I didn't simply see the consequences of breaking the rule. I also felt it once.

It happened a long time ago, when I was too young to know better. So yes, I have a first-hand experience of what comes after you use your skills for personal aims. You look once, just to know it. But that one try makes the levee break. You look a second time, just to keep updated. Then again, just to be sure. Then again, to avoid a fight between you and him. Just a little peek, to know how to make him happy. And then, one day soon, you realize that you're seeing him all the time.

For self-assurance. For control. For fun. And suddenly he's not a separate person anymore. He's just a part of you. Like an excess limb. You can predict his every move. And then, when you face the first problem between you two, you stop being a simple observer. You don't simply predict. You also move him. Like a part of your own body. Pressing his buttons. Manipulating him, in a way no one else could.

And it ruins everything.

The Seer's credo. It's so short, yet so cruel.

And so true.

That's what I'm going to tell the girls born to be an Empath.

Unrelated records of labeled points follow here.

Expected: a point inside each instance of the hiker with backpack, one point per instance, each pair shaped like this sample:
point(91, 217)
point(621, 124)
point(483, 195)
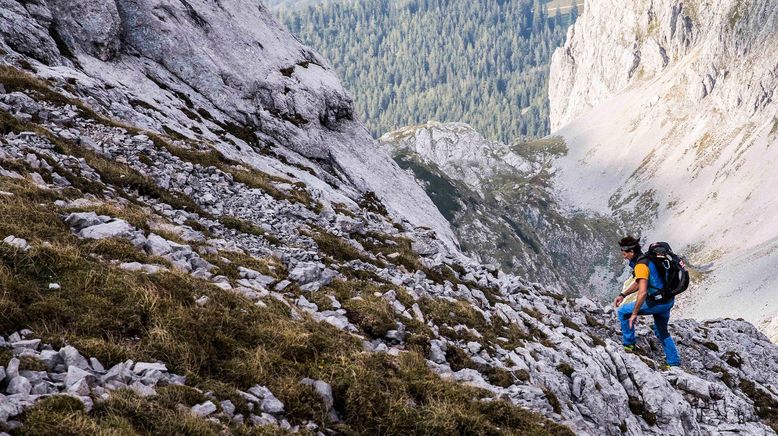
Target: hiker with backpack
point(659, 276)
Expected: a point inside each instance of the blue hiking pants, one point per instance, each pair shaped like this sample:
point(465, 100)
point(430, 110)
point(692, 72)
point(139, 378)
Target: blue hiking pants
point(661, 314)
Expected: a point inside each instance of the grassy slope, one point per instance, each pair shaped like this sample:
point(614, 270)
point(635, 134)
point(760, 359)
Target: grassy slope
point(227, 344)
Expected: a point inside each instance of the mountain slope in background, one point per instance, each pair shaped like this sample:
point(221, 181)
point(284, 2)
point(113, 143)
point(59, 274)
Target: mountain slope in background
point(272, 99)
point(411, 61)
point(499, 202)
point(669, 112)
point(222, 240)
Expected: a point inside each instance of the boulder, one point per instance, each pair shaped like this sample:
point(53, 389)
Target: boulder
point(204, 409)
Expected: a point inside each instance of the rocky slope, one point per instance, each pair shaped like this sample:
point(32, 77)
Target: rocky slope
point(498, 200)
point(669, 112)
point(226, 291)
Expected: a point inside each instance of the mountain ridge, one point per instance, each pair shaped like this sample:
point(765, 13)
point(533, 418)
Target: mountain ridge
point(671, 126)
point(287, 296)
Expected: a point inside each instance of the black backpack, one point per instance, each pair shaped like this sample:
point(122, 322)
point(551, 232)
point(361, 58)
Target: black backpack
point(670, 267)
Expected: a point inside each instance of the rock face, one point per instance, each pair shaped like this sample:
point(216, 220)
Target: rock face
point(498, 200)
point(669, 112)
point(202, 71)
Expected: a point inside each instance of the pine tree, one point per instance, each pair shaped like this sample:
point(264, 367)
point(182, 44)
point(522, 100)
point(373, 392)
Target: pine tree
point(411, 61)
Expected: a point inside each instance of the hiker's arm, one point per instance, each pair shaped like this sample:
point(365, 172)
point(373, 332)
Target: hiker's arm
point(619, 298)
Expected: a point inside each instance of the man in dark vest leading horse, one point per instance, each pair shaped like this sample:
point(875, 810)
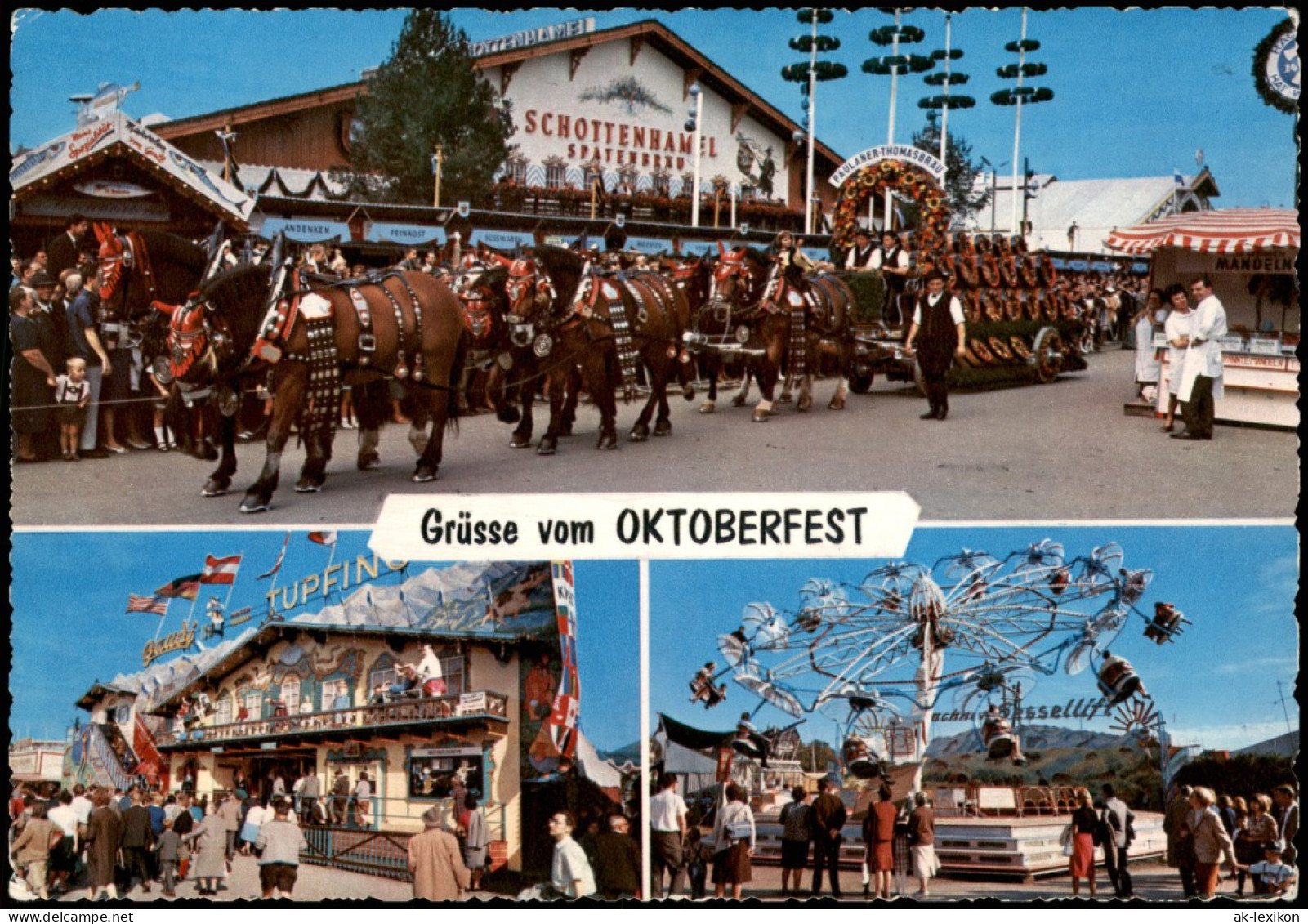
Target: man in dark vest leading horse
point(938, 334)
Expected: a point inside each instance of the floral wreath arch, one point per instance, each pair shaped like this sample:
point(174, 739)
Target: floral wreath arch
point(901, 177)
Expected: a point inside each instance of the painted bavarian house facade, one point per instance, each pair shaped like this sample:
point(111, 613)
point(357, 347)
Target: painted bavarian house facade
point(493, 711)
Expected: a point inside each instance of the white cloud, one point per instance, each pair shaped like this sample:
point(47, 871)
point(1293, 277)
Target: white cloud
point(1227, 737)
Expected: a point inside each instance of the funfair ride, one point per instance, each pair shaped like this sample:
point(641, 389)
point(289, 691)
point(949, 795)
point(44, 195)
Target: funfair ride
point(877, 657)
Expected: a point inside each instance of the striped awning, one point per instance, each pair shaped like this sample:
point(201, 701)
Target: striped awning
point(1229, 230)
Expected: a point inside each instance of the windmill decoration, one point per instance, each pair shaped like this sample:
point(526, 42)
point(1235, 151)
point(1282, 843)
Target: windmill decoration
point(877, 656)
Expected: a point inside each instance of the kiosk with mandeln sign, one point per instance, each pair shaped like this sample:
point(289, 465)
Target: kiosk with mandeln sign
point(1249, 256)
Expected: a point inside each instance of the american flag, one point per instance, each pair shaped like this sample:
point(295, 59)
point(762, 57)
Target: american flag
point(567, 706)
point(282, 556)
point(147, 604)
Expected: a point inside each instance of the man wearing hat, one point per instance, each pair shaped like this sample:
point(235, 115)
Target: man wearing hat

Besides, I know that he's still alive and improving. I receive a daily report from the hospital too. And, while I hate myself a bit for it, his name is the very first thing I look up every time. So I know the exact date when he's able to sit up. And when he leaves the intensive care, to start rehabilitation.

I also know that he'll never be the same. But none of us will.

I also feel his presence, to an extent. Or it's just my imagination. I don't really sense his light, obviously, it's just the fact that I still can't unsee it. But his position always burns on the perimeter of my mind, just a millimeter away from the boundaries of my mental map. But a millimeter is enough. In reality, it means an infinite distance between us. A wasteland, more dangerous than a minefield, and dryer than the Sahara when you have to cross it without any water.

Timur was kinda right. To know is worse than to not know.